Rohin Shah comments on General alignment plus human values, or alignment via human values?

Rohin Shah 17 Jan 2022 11:44 UTC
LW: 3 AF: 3
AF
I broadly agree with the things you’re saying; I think it mostly comes down to the actual numbers we’d assign.
This seems really extreme, if I’m not misunderstanding you. (My own number is like 1x-5x.) Assuming your intent alignment risk is 10%, your AI persuasion risk is only 1/1000?
Yeah, that’s about right. I’d note that it isn’t totally clear what the absolute risk number is meant to capture—one operationalization is that it is P(existential catastrophe occurs, and if we had solved AI persuasion but the world was otherwise exactly the same, then no existential catastrophe occurs) -- I realize I didn’t say exactly this above but that’s the one that is mutually exhaustive across risks, and the one that determines expected value of solving the problem.

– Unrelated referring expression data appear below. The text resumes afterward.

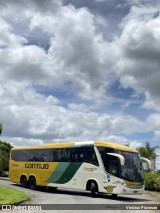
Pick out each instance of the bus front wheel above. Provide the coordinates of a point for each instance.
(32, 183)
(93, 189)
(23, 181)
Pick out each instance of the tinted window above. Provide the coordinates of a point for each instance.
(34, 155)
(19, 155)
(79, 154)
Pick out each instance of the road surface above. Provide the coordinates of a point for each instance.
(83, 200)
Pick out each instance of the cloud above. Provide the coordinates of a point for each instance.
(139, 53)
(55, 46)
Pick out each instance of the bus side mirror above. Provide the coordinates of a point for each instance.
(148, 162)
(121, 158)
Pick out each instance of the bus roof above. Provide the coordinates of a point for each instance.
(80, 144)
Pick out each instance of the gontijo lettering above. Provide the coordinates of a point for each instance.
(36, 166)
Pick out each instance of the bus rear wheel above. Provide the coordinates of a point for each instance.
(114, 195)
(23, 181)
(32, 183)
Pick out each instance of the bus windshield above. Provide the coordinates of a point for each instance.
(132, 169)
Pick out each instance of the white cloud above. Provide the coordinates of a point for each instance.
(76, 55)
(139, 51)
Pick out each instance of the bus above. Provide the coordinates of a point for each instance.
(95, 166)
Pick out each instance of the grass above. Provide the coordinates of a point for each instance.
(12, 196)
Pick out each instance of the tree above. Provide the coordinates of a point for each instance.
(1, 128)
(148, 152)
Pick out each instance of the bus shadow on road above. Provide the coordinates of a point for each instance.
(87, 194)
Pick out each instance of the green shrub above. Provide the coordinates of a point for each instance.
(152, 181)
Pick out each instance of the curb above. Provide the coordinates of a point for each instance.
(4, 178)
(153, 193)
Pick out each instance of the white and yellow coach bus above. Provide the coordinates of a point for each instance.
(98, 167)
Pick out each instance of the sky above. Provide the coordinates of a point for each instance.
(80, 70)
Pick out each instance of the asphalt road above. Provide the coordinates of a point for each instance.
(79, 199)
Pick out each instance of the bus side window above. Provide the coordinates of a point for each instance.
(112, 166)
(91, 156)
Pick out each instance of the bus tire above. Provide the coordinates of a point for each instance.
(114, 195)
(32, 183)
(93, 189)
(23, 181)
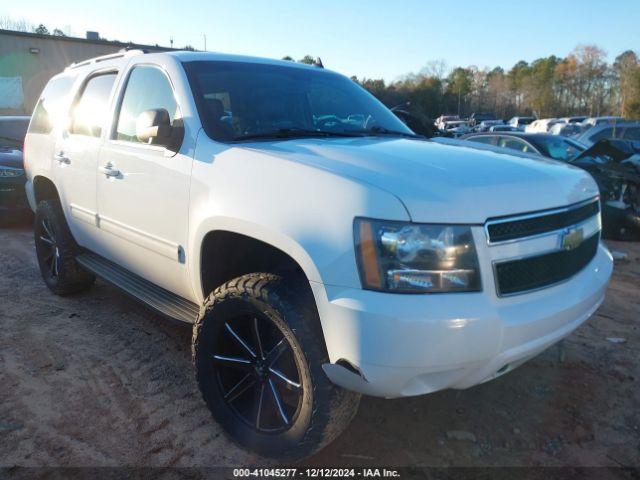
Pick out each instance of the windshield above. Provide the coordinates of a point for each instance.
(560, 148)
(239, 101)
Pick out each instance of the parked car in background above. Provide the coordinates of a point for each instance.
(552, 146)
(578, 119)
(520, 122)
(541, 125)
(13, 200)
(485, 125)
(503, 128)
(616, 171)
(476, 118)
(617, 130)
(456, 128)
(566, 129)
(594, 121)
(419, 125)
(442, 119)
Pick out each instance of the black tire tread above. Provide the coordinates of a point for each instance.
(333, 407)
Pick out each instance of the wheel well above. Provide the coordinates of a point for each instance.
(227, 255)
(44, 189)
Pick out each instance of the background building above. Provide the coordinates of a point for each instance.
(29, 60)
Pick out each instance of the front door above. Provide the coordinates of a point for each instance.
(143, 189)
(76, 156)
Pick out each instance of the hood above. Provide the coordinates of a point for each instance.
(443, 183)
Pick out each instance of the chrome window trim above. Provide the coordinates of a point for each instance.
(542, 213)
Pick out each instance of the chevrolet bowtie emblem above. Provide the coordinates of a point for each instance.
(572, 238)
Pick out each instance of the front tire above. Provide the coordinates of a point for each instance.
(56, 251)
(258, 350)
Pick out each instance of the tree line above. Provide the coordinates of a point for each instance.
(582, 83)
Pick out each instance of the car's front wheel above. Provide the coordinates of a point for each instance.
(56, 250)
(258, 351)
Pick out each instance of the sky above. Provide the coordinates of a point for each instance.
(373, 39)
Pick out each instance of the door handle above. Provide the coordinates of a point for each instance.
(61, 159)
(109, 171)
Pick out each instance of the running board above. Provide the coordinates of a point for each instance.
(161, 300)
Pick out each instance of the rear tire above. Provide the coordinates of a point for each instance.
(300, 393)
(56, 251)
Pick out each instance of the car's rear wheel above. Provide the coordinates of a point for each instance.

To justify the absolute number of 1/1000, I’d note that:
1. The case seems pretty speculative + conjunctive—you need people to choose to use AI to be very persuasive (instead of, idk, retiring to live in luxury in small insular subcommunities), you’d need the AI to be better at persuasion than defending against persuasion (or for people to choose not to defend), and you’d need this to be so bad that it leads to an existential catastrophe.
2. I feel like if I talked to lots of people the amount I’ve talked with you / others about AI persuasion (i.e. not very much, but enough to convey a basic idea) I’d end up having 10-300 other risks of similar magnitude and plausibility. Under the operationalization I gave above, these probabilities would be mutually exclusive. So that places an upper bound of ¹⁄₃₀₀ − ¹⁄₁₀ on any given problem.
3. I don’t expect this bound to be tight. For example, if it were tight, that would imply that existential catastrophe is guaranteed. But more importantly, there are lots of worlds in which existential catastrophe is overdetermined because society is terrible at coordinating. If you condition on “existential catastrophe” and “AI persuasion was a big problem”, I update that we were really bad at coordination and so I also think that there would be lots of other problems such that solving persuasion wouldn’t prevent the existential catastrophe. (Whereas alignment feels much more like a direct technical challenge—while there certainly is an update against societal coordination if we get an existential catastrophe with a failure of alignment, the update seems a lot smaller, and so I’m more optimistic that solving alignment means that the existential catastrophe doesn’t happen at all.)
The 100x differential between alignment and persuasion comes mostly because points (2) and (3) above don’t apply to alignment, point (1) applies only in part—given my state of knowledge, the case for alignment failure seems much less speculative (though obviously still speculative), though it is still quite conjunctive.
I see, but I think at least part of the problem with threats is that I’m not sure what I care about, which greatly increases my “attack surface”. For example, if I knew that negative utilitarianism is definitely wrong, then threats to torture some large number of simulated people wouldn’t be effective on me (e.g., under total utilitarianism, I could use the resources demanded by the attacker to create more than enough happy people to counterbalance whatever they threaten to do).
That’s a fair point, I agree this is a way in which full knowledge of human values can help avoid potentially significant risks in a way that intent alignment doesn’t.